Bo ktoż to wszystko mieć by chciał.
Zmyła mnie, zniszczyła, rozwaliła na kawałki, zamurowała.
A było to tak. To obiedz na który czekałam, bo burczało mi w brzuszku. Zjałam więc z apetytem tymbardziej, że w telewizji leciał ciekawy film. Obiad był smaczny, spokojny i jak zwykle bez słów. I kiedy już wszystko było zjedzone, wstałam od stołu. A ona zadało to pamiętne pytanie: "czy kiedykolwiek zrobiła mi coś złego?" .Chłód jej w głosie. Odpowiedziałam, że nie i zapytałam się o co chodzi. Zrobiła to, co szanujący się człowiek nie powinien robić. Nie utrudnia się życia drugiemu. Pojechała po mojej Babci i Mamie. Wszystko z powodu listu, który drugi porządny człowiek przeczytał. Oczywiście porządny człowiek zapomina o tym, że cudzych listów się nie czyta, nie posiada odrobiny krytycyzmu wobec siebie. Ów człowiek...
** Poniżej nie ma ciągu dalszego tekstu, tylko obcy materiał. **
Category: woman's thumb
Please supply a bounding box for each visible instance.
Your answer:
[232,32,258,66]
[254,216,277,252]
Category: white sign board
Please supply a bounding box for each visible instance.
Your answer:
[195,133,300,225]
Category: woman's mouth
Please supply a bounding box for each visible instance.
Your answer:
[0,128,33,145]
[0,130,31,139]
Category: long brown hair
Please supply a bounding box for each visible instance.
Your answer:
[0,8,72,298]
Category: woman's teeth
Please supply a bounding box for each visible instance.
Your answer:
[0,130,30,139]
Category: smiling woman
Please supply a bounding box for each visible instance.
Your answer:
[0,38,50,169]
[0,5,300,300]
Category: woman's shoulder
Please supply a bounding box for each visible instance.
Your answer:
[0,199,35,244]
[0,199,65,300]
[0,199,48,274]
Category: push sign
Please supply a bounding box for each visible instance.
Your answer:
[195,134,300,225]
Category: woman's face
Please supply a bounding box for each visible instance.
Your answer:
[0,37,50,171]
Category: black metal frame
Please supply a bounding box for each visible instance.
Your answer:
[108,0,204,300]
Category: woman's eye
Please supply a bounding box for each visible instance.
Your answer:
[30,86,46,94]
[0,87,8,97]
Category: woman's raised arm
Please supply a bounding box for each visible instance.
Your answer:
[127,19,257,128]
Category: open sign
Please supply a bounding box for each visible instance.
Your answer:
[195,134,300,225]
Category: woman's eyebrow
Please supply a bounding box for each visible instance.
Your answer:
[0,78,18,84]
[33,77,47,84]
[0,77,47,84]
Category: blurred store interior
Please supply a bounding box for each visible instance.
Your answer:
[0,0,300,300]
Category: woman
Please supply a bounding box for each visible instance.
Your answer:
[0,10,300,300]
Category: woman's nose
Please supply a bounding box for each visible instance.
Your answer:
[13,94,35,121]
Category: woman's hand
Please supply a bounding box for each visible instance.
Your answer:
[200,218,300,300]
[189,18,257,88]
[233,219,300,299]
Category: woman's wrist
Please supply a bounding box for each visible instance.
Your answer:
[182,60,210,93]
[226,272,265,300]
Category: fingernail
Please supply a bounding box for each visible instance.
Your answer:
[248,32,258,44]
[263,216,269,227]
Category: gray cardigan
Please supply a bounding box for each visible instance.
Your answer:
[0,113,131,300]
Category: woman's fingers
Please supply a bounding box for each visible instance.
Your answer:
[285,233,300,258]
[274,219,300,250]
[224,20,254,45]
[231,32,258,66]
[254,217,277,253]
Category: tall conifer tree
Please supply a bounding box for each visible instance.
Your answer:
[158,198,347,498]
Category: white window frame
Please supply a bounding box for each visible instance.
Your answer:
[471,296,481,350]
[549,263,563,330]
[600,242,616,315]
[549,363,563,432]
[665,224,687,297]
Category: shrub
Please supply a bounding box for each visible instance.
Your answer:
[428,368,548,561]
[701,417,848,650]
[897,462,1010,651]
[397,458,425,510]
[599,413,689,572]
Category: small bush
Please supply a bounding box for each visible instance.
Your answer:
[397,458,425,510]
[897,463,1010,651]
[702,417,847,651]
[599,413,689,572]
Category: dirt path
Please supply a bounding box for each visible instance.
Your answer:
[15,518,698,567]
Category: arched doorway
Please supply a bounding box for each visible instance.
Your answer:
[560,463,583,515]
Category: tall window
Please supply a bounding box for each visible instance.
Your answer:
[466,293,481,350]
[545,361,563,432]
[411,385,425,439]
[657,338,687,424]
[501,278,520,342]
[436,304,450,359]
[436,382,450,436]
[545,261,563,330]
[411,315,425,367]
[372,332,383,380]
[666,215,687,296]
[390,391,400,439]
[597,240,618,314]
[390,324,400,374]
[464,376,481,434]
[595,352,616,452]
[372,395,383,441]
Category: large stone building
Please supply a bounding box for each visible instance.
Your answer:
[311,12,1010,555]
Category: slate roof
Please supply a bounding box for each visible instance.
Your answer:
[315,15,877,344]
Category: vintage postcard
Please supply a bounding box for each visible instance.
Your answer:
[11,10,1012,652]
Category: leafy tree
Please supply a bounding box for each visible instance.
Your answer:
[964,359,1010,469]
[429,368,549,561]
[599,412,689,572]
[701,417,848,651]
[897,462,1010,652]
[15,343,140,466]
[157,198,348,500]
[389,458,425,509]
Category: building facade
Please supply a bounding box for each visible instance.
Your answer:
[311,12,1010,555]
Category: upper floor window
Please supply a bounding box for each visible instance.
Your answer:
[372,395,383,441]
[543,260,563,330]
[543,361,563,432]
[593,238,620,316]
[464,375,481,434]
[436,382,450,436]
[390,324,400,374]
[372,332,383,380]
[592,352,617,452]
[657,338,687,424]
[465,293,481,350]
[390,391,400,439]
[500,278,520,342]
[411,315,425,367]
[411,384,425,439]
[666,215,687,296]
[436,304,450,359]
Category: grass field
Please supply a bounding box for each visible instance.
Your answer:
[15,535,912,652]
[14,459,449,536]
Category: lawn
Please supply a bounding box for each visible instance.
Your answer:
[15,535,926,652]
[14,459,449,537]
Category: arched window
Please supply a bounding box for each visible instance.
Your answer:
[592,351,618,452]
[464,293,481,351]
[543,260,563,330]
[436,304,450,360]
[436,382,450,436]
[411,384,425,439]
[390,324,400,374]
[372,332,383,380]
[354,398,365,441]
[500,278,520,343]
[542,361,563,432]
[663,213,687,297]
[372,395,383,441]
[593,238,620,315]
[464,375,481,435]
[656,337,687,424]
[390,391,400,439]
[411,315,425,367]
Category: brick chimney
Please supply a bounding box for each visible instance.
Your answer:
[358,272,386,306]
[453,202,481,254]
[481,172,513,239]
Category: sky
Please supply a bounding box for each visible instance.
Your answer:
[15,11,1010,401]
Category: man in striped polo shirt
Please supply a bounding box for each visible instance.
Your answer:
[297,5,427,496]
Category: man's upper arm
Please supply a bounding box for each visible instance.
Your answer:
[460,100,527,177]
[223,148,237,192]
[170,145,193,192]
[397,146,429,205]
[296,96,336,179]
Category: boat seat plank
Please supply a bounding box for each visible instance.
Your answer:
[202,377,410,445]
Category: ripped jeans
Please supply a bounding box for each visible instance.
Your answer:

Ale kiedy ona zadała mi to pytanie poczułam falę gorąca. Zatkało mnie. Dopiero potem wróciłam się i powiedziałam słowo o cudzej korespondencji. Wyszłam z pokoju. Ona poszła za mną. W przedpokoju zaczęła coś mówić. Ona też jest porządna. Zebrałam się, dobrze, że na krześle zawsze są jakieś ubrania. Wyszłam. Nigdy nie słucham pieprzenia głupot zwłaszcza ludzi, których nie szanuję. Umiem znieść, kiedy ktoś mi mówi o moich wadach. Niekoniecznie musi być to spowiednik, wcale nie musi. Również odejdę, ale to przemyślę. To, że ktoś tego nie potrafi świadczy tylko o nim.
Kieyd tak sobie weszłam w las z zacisniętymi pięściami i zębami. Kiedy mnie to wszystko rozsadzało, łzy cisnęły się do oczu...Wiedziałam, że do Mamy nie mogę zadzwonić. Nie mogę jej zmartwić.
Chciałam się obejść bez ludzi, ale czułam że muszę komuś powiedzieć, zwłaszcza, że uświadomiłam sobie tą premedytację. Nieodzywanie się cały dzień, a potem ten wybuch, zwłaszcza, że obiad stanął mi w gardle.
Ale...
zadzwoniłam do M.
Kiedyś w moim życiu był ktoś, kto się pojawiał pot akich telefonach i słuchał. Widocznie stwierdził, że wyśmienicie radzę sobie sama, albo mu się znudziło, ale radzę sobie. No i jest M.
I był po 20 minutach. Ubrany za lekko, bo też wyskoczył z domu na szybko. Jeszcze spotkaliśmy po drodze dobrego znajomego, wczoraj byliśmy razem na zakupach, kilka zdań zamieniliśmy.
Kiedy już weszłam z M. do parku, usiadłam na ławce nie wytrzymałam, to ten bezruch. Zacisnęłam szczęki, drżałam. Pomyślał, że mi zimno, zawsze mi zimno, ale dziś nie było. Poleciały mi łzy. Zauważył. Przytulił jak dziecko, utulił, oparłam się na jego klatce piersiowej, nic nie mówił. Potem powiedziałam mu, że już wiem jak wygląda kaczka(taka bardziej szara),a kaczor jest kolorowy.Dzikie kaczki. Dopiero potem powiedziałam, że zdenerwowała mnie. On powiedział:" M., nie wiem jak to jest mieć problemy" Powiedziałam, że wie, ale jego są inne.
Potem przytuliliśmy się i siedzieliśmy. Rozmawialiśmy trochę. O tym, że ja nie wyobrażam sobie życia po 30, a on, że jeszcze po drodze jest okres maj-październik. Tłumaczyłam ulubione piosenki. Był, słuchał, tulił.
Odkryliśmy zimno. Teraz jestem w domu. Jestem spokojniejsza. To dobrze, że zadzwoniłam do niego. M.